Before and After Labor
  1. Those breathing exercises everyone wants you to do? They're CRAP. They do NOT help lessen the pain of labor. Don't waste your time.
  2. Speaking of labor... I had contractions 55 seconds apart from the get-go. When I finally got to the hospital (in an ambulance because I thought I was going to give birth in the car) I was dilated to a ZERO. I had no idea that could happen.
  3. When your water breaks, it feels like you're peeing on yourself. It doesn't *gush* (sorry for the descriptive wording) like it does in the movies. (**Apparently, according to commenters, it actually CAN gush! It just goes to show you that every pregnancy is different. Maybe I'll have my own "gushing" experience with the next child. Though I really hope it's not in public!**)
  4. Your butt will go numb from sitting in the hospital bed so long after labor. The more you can move, the better.
  5. If you go into labor "after hours" the anesthesiologist isn't actually at the hospital. They have to call him when you reach a 4 and it can take him an hour and a half to get there (This may actually vary from hospital to hospital but go ahead and ask just to be prepared).
  6. Your baby will not look like a cute cherub all cooing and pink like in movies when it first comes out. They will most likely look like a wrinkly, slimy, mix of an alien and old man.
  7. Get thyself some Colace and start taking them as soon as you give birth. That's all I'll say.
  8. You'll also want to soak some granny pads and freeze them to have on hand. Just trust me.
  9. A hot bath is OK and delightful (I should probably say "ask your doctor" or some such mumbo jumbo but my nurses had me take one 24 hours after delivery and 1 a day for the first 4 weeks post partum). (**According to a nurse in the comments, this advice is controversial. So I actually will say "Ask your doctor"**)
  10. You won't actually get tons of sleep in the hospital because the nurses will come in every 30 minutes. Go ahead and stock up now.
Bringing Baby Home

  1. You will never be as terrified as you will be the first night you bring your baby home. Feel free to take turns staying up all night holding them and never once laying them in their crib if it makes you feel better.
  2. There is a good chance your baby will choke. They won't do it in the hospital where there are nurses and doctors everywhere. No. They'll do it when you're vulnerable and alone at home.

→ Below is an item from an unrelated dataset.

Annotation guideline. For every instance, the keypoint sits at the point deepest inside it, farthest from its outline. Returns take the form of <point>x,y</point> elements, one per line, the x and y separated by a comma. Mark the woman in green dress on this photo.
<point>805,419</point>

Feel free to panic if it makes you feel better but this is completely normal. 
  3. The cliche advice of "sleep while the baby sleeps" is bologna. 
  4. Even if you're an independent person and don't like people in your space, utilize every available helping hand you can get that first week home. Let them clean, cook, fold clothes, etc, while you hold your new one. They'll soon all forget about you and you'll be left to do it all yourself.
  5. Take as many pictures as you want. You'll be a little overwhelmed those first few days home but try to remember to take just a couple of snapshots.
  6. You'll still look 6 months pregnant for a while and feel really jiggly. Go ahead and order a Bellefit. BEST. INVESTMENT. EVER. I can't say that enough.
  7. Get all your TV watching in now while they sleep 22 hours a day. It will only be about 6-8 weeks before they'll require a lot more attention.
  8. Any time some random stranger decides to stop you and tell you how you should be parenting (Which will be every single time you step out in public), try not to hit them. Smile, nod, and walk away. 
  9. Your post partum hormones are a doozy. You can't prepare for the onslaught of emotions that will come with giving birth. It's completely normal to feel scared, nervous, and like you're not cut out to be a good parent (If these feelings get worse and not better or last longer than a couple of weeks, talk to someone).
  10. That hideous linea nigra? It will still be there up to a year after you give birth. Yeah. I know.
  11. The first time you decide to workout (or laugh too hard/climb the stairs too fast/etc) after labor, you'll probably pee on yourself.


So there you have it. The 21 things I felt like you should know before your first baby.
You're welcome.

Oh. And one more...

You'll grow to love this child more than you ever knew you were capable.